Cause here’s the thing.  Society is causing global climate change.  The earth is millions of years old.  Dinosaurs and homo sapiens did not exist at the same time.  We can point to these things and show definitive proof that they are true.  Just because your religion may teach you something different does not make it true, and it is unfair to try to impose your belief system on everyone else, or to expect that we have to show respect for things that are patently untrue simply because you have a belief.  I will refer you to the above.  Believing something scientifically to be true in the face of all provable evidence to the contrary is a sign of mental illness.  It is called a delusion, and here in the real world, where I try very hard to reside, that is a mental health problem that for me, calls into question your ability to use reason in every other area of your life.  It is a disqualifying factor in a leader, because if you make things up and then believe them, you are not dealing with reality, you are Nero fiddling while Rome burns, you are an Emperor without clothing, you are a deranged mental patient with delusions of grandeur.  You are not a billionaire because you say you are, you are a billionaire because you can prove that your net worth is over a billion dollars.  If you cannot definitively, factually, and concretely prove that you are worth a billion dollars, then YOU ARE NOT A BILLIONAIRE.  You do not have “tremendous respect for women” when your actions clearly show that you do not, just by saying “I have tremendous respect for women.”

If a poll says that you are behind in the national vote, this does not mean you are winning.  THIS MEANS YOU ARE BEHIND.  NOT WINNING.

I have twice engaged in a discussion thread on Facebook, where the other person was being rude, disrespectful and lying about something in the news or in a story.  Both times, the pushback was offended, rude, and along the lines of how-dare-i-sully-their-belief-system-with-actual-facts.  Cognitive dissonance.  Both times, because I try to be a rational, thoughtful, and logical person, I had to step back and evaluate my own words, and both times I chose to step away, not because I was weak, but because I will not engage in a battle of wits with an unarmed opponent.  That way does lie madness. 

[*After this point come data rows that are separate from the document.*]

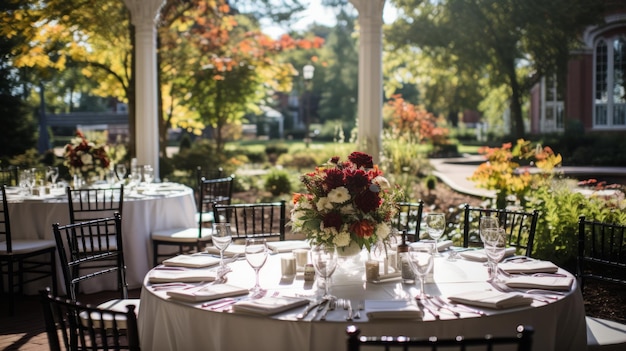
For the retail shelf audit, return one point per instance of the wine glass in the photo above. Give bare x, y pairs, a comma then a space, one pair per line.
148, 174
120, 169
256, 255
421, 259
221, 238
495, 248
53, 174
324, 258
436, 224
487, 222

I deal with cognitive dissonance every day with my clients, because it is my job to identify the reasons someone keeps having the same experiences over and over, and keeps making the same mistakes over and over, and then help that person realize for themselves what is keeping them from achieving their success in life, how they cannot hold both the belief that they are a victim of a sexual assault, and that they are therefore responsible for that assault.  They cannot believe that they were powerless to control their father beating them, and that they were responsible for being beaten.  You cannot believe that your candidate is innocent of sexual battery WHEN HE BRAGS ABOUT DOING IT, and his victims come forward to say that he did to them EXACTLY WHAT HE BRAGGED ABOUT DOING.

There are lots of good ways to deal with cognitive dissonance on the individual level in therapy.  But the only way to deal with it on the national scale is for all of us who know better to speak up.  I think the catalyst for this diary was Jeffrey Lord on CNN last night saying in that smarmy, self-important way of his that he doesn’t see Hillary signs in Florida.  Well, Jeffrey, here’s why.  My signs have been stolen from my front yard twice.  My car magnets have been stolen.  Twice.  My car has been vandalized, causing my husband to ask me to remove my signs from the back window (my response to the people stealing my magnets was to tape them inside my back window.)  Finally, when I asked the local democratic office why there weren’t more Hillary signs, they told me that every time they put them up, they are gone by the next morning, and they get phone calls and emails showing them being burned in somebody’s back yard.  So it’s not because there isn’t any support, it’s because every time we show our support, that happens.  So the lack of signs is not a lack of support, its self-protection.  The cognitive dissonance is, if you truly believed you were right, that your candidate was strong, there would be no need to deny the other side has any support.